When the `@RequestMapping` is used at the class level, the specified path argument will become the base path and methods within the class can be further mapped.

```javascript
import org.springframework.web.bind.annotation.RestController;
import org.springframework.web.bind.annotation.RequestMapping;
import org.springframework.web.bind.annotation.PostMapping;
import org.springframework.web.bind.annotation.GetMapping;
import org.springframework.web.bind.annotation.PutMapping;

@RestController
@RequestMapping("/books") 
// or @RequestMapping(value = "/books", method = RequestMethod.GET)
// or @GetMapping("/books")
public class VirtualLibrary
{
  @RequestMapping(value = "/thumbnails", method = RequestMethod.GET)
  public String[] getBookThumbnails() {
    //returns thumbnails for all available titles
  }
}
```

## Query Params

**Binding** is the process of a user passing data to the server. For instance, when a user submits a book's ISBN, we need a way to **bind their entry to the endpoint** that will provide the response.

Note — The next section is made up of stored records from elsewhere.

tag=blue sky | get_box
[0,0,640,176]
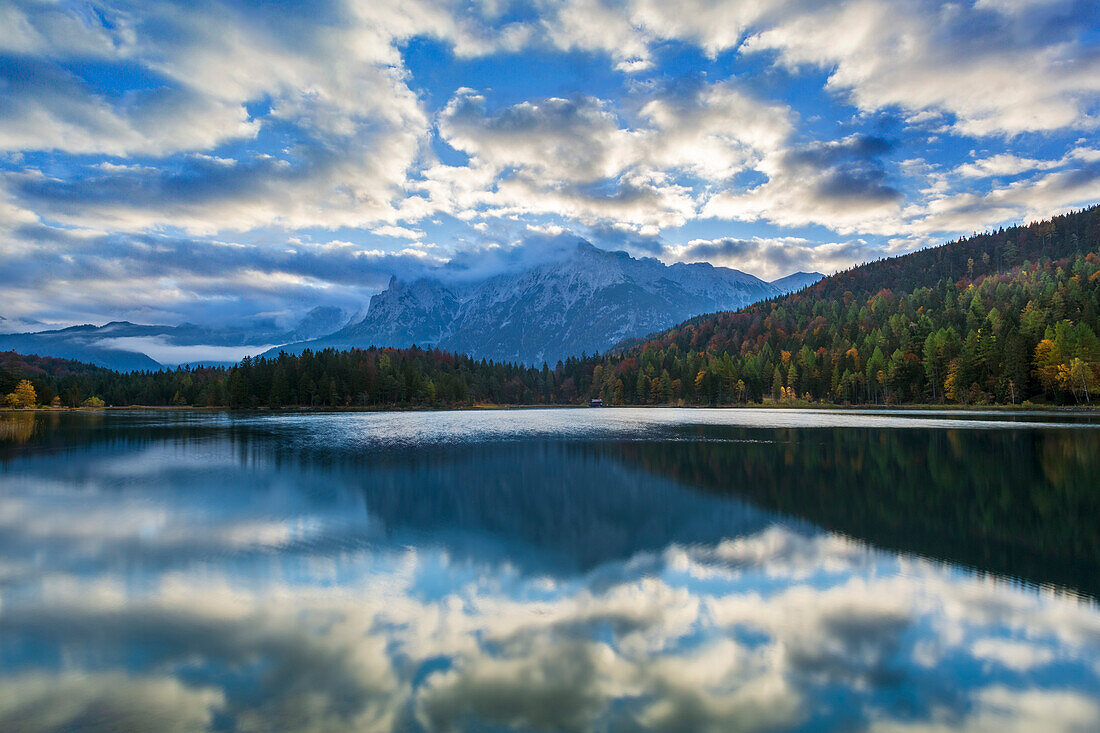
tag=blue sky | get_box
[0,0,1100,329]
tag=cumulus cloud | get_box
[660,237,881,280]
[702,135,903,233]
[744,0,1100,135]
[0,0,1100,322]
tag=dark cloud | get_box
[783,135,902,204]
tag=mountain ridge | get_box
[263,239,800,364]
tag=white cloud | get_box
[744,0,1100,135]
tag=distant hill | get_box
[589,207,1100,404]
[771,272,825,295]
[266,240,783,365]
[0,307,348,372]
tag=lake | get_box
[0,408,1100,732]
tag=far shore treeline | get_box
[0,207,1100,407]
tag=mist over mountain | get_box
[0,236,809,371]
[0,307,348,372]
[266,240,792,364]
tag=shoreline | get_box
[0,403,1100,415]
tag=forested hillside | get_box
[0,207,1100,407]
[601,202,1100,404]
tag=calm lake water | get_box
[0,409,1100,733]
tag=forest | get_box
[0,207,1100,408]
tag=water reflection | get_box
[0,411,1100,731]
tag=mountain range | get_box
[0,306,348,372]
[0,240,823,371]
[265,240,823,365]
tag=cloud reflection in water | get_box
[0,407,1100,731]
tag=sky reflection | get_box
[0,411,1100,731]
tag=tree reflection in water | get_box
[0,411,1100,731]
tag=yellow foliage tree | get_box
[8,380,39,409]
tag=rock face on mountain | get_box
[771,272,825,295]
[275,241,782,365]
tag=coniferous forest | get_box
[0,207,1100,408]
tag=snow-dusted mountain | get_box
[268,240,782,365]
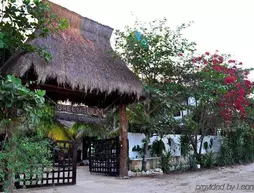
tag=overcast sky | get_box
[52,0,254,79]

This is achieved using the `@RequestParam` annotation in Spring.

```html
# Example GET request
libraryapp.com/book?author_count=2&published_year=1995
```

{% code overflow="wrap" %}

```java
import org.springframework.web.bind.annotation.RequestParam;
import org.springframework.web.bind.annotation.GetMapping;

@GetMapping("/book")
public Book isBookAvailable(@RequestParam int author_count, @RequestParam int published_year) {
  return books.find(author_count, published_year);
}
```

{% endcode %}

## Template Path Vars

The `@RequestParam` annotation is useful when we want to filter out the results or return serveral resources. However, if we want to return more specific entities we can use the `@PathVariable` annotation which maps template vars in the request URI directly to a method's parameters.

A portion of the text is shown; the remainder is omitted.